The Bat and the Unwritten Book
These three images form a nocturnal counter-trilogy to the earlier celestial quartet, replacing the lion, bull, fox, and eagle with a single winged bat—an inversion of the four living creatures from Ezekiel and Revelation. Where the prior visions unfolded in meadows of light, these descend into skies of dusk and darkness, trading harmony for enigma, dawn for twilight, and communal scripture for solitary guardianship.
First image: The bat as midnight herald.
Suspended against a swollen moon, the bat clutches an ornate tome to its breast like a dark evangelist. Its wings—veined leather, translucent as stained glass—span the frame in cruciform silhouette, echoing the absent cross of light from the earlier scenes. The book’s cover glimmers with arcane sigils, suggesting forbidden rather than holy writ.
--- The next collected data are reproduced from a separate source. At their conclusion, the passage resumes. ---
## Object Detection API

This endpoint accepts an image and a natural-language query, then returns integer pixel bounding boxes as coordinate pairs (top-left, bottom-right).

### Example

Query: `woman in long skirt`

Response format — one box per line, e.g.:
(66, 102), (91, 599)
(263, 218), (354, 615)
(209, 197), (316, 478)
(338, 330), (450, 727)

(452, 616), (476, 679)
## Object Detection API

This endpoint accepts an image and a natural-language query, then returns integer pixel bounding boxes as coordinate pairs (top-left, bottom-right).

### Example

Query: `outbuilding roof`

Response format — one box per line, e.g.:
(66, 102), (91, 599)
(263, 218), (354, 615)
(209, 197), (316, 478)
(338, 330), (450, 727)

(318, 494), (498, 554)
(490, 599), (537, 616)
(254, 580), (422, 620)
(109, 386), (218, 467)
Fangs bared in a rictus that could be smile or snarl, the creature’s eyes glow with predatory intelligence. This is no cherub of comfort; it is the watcher of thresholds, the scribe of what daylight dare not name. The moon, once a halo for the lion, now becomes a cold lantern illuminating secrets best left unread.
Second image: The bat as dawn exile.
Here the same creature soars through a furnace sky, wings rimmed in molten orange as if fleeing the sun it cannot face. The book hangs open beneath it, pages fluttering like frantic moths. The text is legible now—columns of cramped, archaic script—but the words blur into one another, defying comprehension. Mountains below lie in shadow, their peaks veiled in haze, implying a world abandoned or yet unformed. The bat’s expression has softened: eyes wide, almost wistful, as though it carries knowledge too heavy for the coming day. This is the moment of transition, when night’s lore must surrender to morning’s erasure, and the guardian becomes fugitive.
Third image: The bat as twilight archivist.
Descending toward a barren ridge, the bat releases its burden. The tome tumbles earthward, pages splayed, while a second, identical book already lies open on the rocky ground—suggesting an endless cycle of delivery and abandonment. The sky behind is split: half in dying ember, half in creeping indigo. The bat’s wings fold like closing theater curtains; its gaze, now downward, reflects neither triumph nor defeat but resignation. The mountain book’s pages catch the last light, revealing a single illuminated phrase: *“What was written returns unwritten.”* This is the final inversion: the four-faced beasts proclaimed eternal truth in unity; the solitary bat ensures truth’s perpetual undoing, scattering scripture to the winds so that mystery may endure.
The arc across the three:
1. Custodian (midnight): The bat possesses the book, a dark apostle hoarding revelation.
2. Courier (dawn): It *transports* the book, caught between realms, neither keeper nor destroyer.
3. Relinquisher (twilight): It releases the book, completing the cycle of concealment, conveyance, and dissolution.
Where the lion, bull, fox, and eagle embodied the fourfold gospel—strength, sacrifice, cunning, transcendence—the bat collapses them into a single anti-cherub: the embodiment of obscurity itself. Its wings are not for ascension but for eclipse; its scripture not for proclamation but for perpetual reinterpretation. In the earlier visions, the Book grounded the creatures in divine order; here, the bat ensures the Book can never fully ground anything, preserving the wilderness of meaning against the tyranny of certainty.